« Maudit », « malédiction », ce sont des mots qui sont
régulièrement utilisés pour parler d’Haïti. Comme si ce pays des Caraïbes était
la victime d’un mauvais sort qui s’acharnerait contre lui ou d’une punition
divine pour une faute que tous nous aurions oubliée. Non, Haïti n’est pas
maudit. La situation actuelle est le résultat de choix politiques.
Les gangs qui y font la loi ne viennent pas de nulle part. C’est le
résultat d’une longue montée en puissance permise par les différents pouvoirs.
Les gangs qui terrorisent Port-au-Prince ont été les auxiliaires zélés du
président assassiné, Jovenel Moise, pour mater les oppositions dans le sang.
Dans un contexte d’illégitimité du gouvernement d’Ariel Henry, ces bandes
armées historiquement utilisées par les élites politiques et économiques
affichent des velléités d’indépendance, voire se positionnent en détenteurs du
pouvoir.

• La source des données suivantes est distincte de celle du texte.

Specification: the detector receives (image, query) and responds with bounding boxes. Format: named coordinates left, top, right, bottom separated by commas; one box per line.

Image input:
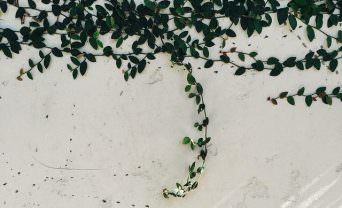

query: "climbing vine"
left=0, top=0, right=342, bottom=198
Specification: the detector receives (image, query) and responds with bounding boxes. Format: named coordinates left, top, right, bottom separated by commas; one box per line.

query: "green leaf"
left=183, top=137, right=191, bottom=144
left=287, top=96, right=295, bottom=105
left=144, top=0, right=156, bottom=10
left=51, top=47, right=63, bottom=57
left=116, top=37, right=123, bottom=48
left=80, top=61, right=88, bottom=76
left=235, top=67, right=246, bottom=76
left=327, top=36, right=332, bottom=48
left=332, top=87, right=341, bottom=95
left=204, top=59, right=214, bottom=68
left=316, top=87, right=327, bottom=95
left=289, top=14, right=297, bottom=30
left=238, top=53, right=245, bottom=61
left=196, top=83, right=203, bottom=94
left=315, top=14, right=323, bottom=29
left=26, top=71, right=33, bottom=80
left=185, top=85, right=191, bottom=92
left=279, top=92, right=288, bottom=99
left=72, top=69, right=78, bottom=79
left=158, top=0, right=170, bottom=9
left=186, top=73, right=196, bottom=85
left=203, top=47, right=209, bottom=57
left=37, top=63, right=43, bottom=73
left=297, top=87, right=305, bottom=96
left=306, top=26, right=315, bottom=42
left=220, top=55, right=230, bottom=63
left=329, top=59, right=338, bottom=72
left=70, top=56, right=81, bottom=66
left=305, top=95, right=312, bottom=107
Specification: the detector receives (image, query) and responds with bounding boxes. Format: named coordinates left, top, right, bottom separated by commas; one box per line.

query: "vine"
left=0, top=0, right=342, bottom=198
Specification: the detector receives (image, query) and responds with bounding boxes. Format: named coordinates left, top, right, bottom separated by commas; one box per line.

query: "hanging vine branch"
left=0, top=0, right=342, bottom=198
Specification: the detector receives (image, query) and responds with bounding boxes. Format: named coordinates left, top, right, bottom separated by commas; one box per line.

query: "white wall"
left=0, top=2, right=342, bottom=208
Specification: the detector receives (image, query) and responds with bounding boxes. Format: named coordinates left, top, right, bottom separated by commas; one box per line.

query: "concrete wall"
left=0, top=2, right=342, bottom=208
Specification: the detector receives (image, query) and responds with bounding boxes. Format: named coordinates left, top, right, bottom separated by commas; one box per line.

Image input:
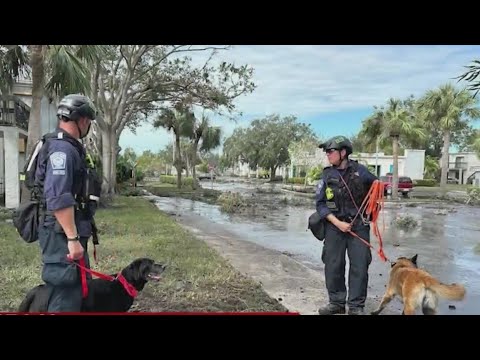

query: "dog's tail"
left=18, top=285, right=41, bottom=312
left=429, top=283, right=465, bottom=301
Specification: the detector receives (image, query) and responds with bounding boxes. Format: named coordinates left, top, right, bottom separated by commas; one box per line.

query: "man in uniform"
left=35, top=95, right=96, bottom=312
left=316, top=136, right=377, bottom=315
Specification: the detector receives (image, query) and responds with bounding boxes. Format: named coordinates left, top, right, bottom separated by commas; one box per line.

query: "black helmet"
left=57, top=94, right=97, bottom=121
left=318, top=135, right=353, bottom=155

Le gangstérisme signe l’échec d’Ariel Henry et, à travers lui, celui
des puissances étrangères qui n’ont cessé de soutenir ce pouvoir sourd aux voix
de l’opposition.
La réponse au coup de force des gangs ne pourra se résumer à la mécanique
indignation, doublée d’une intervention extérieure et d’une mise sous tutelle
de l’État haïtien, fût-ce sous l’égide des Nations unies. Faire cela
reviendrait à ne pas tenir compte des expériences passées. L’échec et les
défaillances de la mission de stabilisation de l’ONU, déployée entre 2004 et
2017 sur le sol haïtien, devraient conduire la communauté internationale, et
particulièrement les États-Unis, à ne plus penser en termes de « pré carré »
des puissances occidentales.
Le rôle de la communauté internationale ne peut plus se résumer à installer
ou soutenir un nouvel homme fort au pouvoir sous prétexte de stabiliser la
situation. Haïti n’est pas maudit. Le cœur du problème sécuritaire est avant
tout politique. Haïti a besoin d’un gouvernement légitime et représentatif de
la population. Ne pas prendre la question par ce prisme ne fera que
prolonger la crise et le gangstérisme, qu’il soit le fait de bandes armées ou
d’un pouvoir soutenu par l’Oncle Sam.